Carolyn Conrad’s recent work embraces all the approaches she has been developing over the years: painting, photography, sculpture and installation. Through a process of constructing and deconstruction she finds the essence of her chosen materials -- paper, cloth, wood, clay, plaster and of late, dryer lint. She takes a nontraditional path, for example, paintings are sewn, plaster replaces paint, constructions become photographs.

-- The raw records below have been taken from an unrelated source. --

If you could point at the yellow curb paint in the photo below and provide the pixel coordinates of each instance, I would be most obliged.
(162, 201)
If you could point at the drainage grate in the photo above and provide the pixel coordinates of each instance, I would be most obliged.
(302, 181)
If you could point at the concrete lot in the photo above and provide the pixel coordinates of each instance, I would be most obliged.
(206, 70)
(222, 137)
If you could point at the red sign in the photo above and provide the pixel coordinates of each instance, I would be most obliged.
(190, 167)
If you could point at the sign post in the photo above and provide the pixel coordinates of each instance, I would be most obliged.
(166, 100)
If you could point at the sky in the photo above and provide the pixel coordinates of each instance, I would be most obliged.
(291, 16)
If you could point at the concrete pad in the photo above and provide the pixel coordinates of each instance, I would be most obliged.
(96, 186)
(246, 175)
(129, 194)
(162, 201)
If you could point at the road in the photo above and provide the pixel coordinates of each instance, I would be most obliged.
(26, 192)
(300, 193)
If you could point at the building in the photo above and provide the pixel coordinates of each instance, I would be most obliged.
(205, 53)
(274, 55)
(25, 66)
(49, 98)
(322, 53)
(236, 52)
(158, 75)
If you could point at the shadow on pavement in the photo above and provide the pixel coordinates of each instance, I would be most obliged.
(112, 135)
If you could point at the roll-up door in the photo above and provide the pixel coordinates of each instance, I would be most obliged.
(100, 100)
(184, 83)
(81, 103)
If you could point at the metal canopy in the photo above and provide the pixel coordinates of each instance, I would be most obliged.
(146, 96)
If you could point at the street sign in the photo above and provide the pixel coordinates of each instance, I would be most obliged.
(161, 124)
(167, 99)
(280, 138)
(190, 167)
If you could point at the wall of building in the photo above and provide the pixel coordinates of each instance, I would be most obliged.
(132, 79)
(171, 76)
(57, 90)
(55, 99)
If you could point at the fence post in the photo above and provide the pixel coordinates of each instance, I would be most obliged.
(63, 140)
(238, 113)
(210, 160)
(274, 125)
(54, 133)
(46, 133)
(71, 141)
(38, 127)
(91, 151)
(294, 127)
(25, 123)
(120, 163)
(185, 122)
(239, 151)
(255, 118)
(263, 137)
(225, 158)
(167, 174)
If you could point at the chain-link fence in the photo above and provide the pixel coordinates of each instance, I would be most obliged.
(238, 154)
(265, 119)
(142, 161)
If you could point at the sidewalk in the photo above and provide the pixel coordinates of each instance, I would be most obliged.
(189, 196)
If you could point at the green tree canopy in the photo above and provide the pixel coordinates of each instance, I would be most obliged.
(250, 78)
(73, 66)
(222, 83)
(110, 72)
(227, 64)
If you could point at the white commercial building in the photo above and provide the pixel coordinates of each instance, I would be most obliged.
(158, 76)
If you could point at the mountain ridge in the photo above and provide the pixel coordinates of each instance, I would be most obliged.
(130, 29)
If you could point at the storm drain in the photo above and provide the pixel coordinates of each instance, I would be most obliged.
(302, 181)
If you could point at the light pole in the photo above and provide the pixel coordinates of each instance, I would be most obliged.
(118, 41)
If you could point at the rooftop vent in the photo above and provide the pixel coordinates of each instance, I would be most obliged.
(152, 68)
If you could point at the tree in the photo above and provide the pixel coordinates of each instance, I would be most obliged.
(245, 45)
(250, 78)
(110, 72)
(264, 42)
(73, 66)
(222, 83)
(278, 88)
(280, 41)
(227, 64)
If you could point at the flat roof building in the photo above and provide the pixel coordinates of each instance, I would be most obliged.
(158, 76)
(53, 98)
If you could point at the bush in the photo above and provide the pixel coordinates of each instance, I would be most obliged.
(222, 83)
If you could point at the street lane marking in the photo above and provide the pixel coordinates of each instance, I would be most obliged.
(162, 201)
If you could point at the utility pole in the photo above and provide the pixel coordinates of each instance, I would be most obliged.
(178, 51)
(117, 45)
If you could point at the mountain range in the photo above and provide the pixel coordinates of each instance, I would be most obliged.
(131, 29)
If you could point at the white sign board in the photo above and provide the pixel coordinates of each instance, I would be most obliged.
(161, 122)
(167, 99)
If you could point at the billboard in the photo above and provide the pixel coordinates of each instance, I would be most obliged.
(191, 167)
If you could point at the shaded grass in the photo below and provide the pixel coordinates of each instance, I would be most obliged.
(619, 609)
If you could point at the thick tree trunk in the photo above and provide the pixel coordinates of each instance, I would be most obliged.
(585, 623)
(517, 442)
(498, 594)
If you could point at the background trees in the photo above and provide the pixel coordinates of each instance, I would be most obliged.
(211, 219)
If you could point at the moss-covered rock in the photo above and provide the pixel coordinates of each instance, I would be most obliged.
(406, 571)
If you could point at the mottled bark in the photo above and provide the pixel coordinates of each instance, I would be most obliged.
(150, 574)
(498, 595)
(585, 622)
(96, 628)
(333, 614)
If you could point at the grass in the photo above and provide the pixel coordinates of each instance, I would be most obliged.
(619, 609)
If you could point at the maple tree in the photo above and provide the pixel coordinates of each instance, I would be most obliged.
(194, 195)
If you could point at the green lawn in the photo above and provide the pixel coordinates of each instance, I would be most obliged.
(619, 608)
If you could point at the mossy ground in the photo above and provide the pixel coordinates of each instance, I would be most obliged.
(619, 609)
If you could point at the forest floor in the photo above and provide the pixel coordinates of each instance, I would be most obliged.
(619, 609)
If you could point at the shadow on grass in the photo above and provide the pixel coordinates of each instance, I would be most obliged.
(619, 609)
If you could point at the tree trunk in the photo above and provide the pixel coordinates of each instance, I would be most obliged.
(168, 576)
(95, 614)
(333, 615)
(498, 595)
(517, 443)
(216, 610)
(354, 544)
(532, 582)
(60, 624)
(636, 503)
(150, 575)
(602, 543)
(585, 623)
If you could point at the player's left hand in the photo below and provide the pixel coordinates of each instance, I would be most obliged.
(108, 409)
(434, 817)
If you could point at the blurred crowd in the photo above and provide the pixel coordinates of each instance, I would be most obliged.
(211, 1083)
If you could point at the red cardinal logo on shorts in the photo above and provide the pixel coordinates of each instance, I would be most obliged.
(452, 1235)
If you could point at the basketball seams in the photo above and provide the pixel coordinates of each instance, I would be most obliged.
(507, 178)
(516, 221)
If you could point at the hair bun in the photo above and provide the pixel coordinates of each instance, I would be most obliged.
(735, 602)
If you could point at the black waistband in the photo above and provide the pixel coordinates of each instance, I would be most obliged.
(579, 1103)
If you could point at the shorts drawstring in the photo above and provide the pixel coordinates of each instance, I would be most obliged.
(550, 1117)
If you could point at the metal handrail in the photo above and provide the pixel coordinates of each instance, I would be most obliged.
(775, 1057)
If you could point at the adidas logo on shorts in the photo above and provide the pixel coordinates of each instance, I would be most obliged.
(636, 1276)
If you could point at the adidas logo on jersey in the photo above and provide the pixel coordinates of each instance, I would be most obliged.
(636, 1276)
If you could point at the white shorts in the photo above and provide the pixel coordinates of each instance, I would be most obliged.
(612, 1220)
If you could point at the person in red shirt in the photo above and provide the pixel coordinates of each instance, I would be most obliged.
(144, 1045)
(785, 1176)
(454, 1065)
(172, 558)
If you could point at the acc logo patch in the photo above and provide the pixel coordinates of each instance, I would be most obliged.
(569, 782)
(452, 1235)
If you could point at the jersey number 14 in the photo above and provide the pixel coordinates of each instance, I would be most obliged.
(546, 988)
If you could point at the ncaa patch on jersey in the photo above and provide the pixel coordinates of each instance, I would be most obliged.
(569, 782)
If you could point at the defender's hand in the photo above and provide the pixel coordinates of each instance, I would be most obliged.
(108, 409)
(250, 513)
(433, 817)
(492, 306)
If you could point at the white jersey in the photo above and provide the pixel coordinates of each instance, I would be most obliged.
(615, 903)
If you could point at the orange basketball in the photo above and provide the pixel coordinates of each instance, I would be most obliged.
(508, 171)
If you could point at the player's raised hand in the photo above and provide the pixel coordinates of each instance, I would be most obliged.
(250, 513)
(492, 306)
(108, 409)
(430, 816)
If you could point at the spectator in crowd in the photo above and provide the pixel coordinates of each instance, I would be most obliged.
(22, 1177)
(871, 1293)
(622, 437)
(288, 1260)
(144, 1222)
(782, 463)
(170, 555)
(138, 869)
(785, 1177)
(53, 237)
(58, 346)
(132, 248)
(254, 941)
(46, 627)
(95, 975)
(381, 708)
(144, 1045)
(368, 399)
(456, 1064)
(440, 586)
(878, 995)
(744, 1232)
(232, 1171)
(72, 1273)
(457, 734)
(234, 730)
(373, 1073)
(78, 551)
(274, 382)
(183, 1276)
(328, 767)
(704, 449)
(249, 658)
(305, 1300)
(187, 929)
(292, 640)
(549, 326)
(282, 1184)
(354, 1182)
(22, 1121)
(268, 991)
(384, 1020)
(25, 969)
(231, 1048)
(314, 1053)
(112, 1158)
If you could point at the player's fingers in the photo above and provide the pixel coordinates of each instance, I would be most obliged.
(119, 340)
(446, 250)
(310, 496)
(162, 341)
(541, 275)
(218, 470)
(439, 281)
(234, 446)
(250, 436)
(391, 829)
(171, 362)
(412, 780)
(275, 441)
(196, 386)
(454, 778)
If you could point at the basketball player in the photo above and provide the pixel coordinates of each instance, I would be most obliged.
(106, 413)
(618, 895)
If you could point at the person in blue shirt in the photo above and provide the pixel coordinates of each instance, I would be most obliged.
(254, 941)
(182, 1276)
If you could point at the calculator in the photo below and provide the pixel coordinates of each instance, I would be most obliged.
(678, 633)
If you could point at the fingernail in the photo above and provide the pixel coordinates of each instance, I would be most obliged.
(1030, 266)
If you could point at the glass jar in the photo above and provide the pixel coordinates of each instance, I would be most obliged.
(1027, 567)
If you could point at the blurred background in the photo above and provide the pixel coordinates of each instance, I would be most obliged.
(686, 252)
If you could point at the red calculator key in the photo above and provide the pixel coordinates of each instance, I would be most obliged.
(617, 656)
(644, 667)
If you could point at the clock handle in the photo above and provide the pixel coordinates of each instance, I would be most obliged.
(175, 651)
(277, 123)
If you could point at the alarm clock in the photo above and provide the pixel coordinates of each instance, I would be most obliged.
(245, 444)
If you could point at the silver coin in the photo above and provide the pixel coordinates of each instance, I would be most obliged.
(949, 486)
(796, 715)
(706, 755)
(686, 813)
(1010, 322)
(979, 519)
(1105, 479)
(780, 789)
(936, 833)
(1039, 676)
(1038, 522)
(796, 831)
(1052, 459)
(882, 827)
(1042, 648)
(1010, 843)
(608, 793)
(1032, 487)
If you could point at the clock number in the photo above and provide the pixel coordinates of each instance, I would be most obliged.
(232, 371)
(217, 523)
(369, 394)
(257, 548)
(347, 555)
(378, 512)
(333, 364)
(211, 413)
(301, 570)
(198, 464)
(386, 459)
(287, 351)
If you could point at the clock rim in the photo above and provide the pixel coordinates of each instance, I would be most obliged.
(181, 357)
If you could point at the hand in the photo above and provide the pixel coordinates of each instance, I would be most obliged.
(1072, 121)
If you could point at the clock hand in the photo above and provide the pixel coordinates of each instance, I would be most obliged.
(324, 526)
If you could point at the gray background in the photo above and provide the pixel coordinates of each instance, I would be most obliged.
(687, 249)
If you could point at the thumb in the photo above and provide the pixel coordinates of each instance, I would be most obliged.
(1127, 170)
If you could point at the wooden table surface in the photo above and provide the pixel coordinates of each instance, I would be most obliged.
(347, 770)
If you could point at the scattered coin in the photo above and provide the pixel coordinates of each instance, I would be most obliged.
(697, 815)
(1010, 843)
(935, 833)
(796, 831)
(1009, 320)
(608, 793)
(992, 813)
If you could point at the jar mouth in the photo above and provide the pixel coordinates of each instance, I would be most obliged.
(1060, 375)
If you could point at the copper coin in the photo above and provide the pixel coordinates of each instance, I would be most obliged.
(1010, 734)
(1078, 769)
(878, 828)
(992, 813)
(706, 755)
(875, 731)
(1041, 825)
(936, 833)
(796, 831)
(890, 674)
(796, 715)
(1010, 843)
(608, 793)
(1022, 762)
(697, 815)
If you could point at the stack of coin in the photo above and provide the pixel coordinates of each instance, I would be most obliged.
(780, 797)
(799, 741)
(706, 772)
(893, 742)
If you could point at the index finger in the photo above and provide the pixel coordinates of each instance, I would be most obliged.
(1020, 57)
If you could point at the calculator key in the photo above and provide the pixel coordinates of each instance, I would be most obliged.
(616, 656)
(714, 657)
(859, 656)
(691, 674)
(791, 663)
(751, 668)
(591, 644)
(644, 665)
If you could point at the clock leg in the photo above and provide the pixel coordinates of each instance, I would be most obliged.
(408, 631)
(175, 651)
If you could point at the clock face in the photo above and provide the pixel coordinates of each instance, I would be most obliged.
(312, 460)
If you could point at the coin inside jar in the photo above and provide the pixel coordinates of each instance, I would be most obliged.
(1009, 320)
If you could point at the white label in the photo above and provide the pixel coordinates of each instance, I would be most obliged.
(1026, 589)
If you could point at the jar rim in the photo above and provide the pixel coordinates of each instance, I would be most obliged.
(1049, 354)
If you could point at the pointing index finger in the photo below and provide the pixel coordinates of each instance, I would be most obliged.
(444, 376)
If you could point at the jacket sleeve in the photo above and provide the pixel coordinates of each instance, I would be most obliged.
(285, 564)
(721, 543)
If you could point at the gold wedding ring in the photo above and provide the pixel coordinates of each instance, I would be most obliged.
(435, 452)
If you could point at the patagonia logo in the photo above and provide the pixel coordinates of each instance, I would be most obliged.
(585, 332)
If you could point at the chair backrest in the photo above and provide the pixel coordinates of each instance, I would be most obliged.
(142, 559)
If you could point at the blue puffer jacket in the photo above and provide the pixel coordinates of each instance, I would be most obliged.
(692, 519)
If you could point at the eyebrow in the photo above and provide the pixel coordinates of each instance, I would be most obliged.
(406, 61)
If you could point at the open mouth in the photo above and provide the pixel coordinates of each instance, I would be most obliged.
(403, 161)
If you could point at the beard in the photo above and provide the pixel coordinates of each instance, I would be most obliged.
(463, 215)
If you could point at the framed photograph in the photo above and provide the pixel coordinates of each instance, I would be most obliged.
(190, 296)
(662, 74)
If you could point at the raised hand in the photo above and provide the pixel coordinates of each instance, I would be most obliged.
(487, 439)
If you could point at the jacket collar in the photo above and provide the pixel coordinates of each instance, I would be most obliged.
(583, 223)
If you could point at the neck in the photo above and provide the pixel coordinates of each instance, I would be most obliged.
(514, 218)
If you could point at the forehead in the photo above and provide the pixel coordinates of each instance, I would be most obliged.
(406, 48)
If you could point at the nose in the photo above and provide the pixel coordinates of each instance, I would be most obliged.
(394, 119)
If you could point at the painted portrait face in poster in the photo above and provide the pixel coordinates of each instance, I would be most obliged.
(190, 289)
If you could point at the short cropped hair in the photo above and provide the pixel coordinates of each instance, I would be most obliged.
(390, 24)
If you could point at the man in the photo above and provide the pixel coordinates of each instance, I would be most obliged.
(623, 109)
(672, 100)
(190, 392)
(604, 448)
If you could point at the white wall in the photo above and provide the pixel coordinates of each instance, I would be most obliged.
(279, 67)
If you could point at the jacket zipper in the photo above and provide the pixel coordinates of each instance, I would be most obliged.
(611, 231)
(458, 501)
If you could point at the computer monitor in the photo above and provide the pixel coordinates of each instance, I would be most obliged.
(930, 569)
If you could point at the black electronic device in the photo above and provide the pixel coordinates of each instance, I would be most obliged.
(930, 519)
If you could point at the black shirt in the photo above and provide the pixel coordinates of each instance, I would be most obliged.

Several years ago her methodology came together with digital photography. Before arriving at a final print she constructs rural scenes making iconic architecture out of clay and wood, then paints or draws their backdrops. These naturally lit studio constructions evoke moods of romanticized isolation, about which the artist says:


“I am interested in creating human dialogues using structures rather than people and steering naturalism towards abstraction. The viewer may question, ‘Are these places emerging or disappearing? Are they idyllic or menacing? Paintings or photographs?’ My intention is to create images and objects of simplicity and containment and to elevate the ordinary to a place of significance.”


Conrad spent her childhood in New England and years around the farmlands of Long Island as her work suggests. Her early art training at BMFA, undergraduate work at Massachusetts College of Art, and graduate work at NYU helped form her minimalist and conceptual aesthetic. Now living in Sag Harbor, NY, she continues to work the concepts of “home” and memory of place.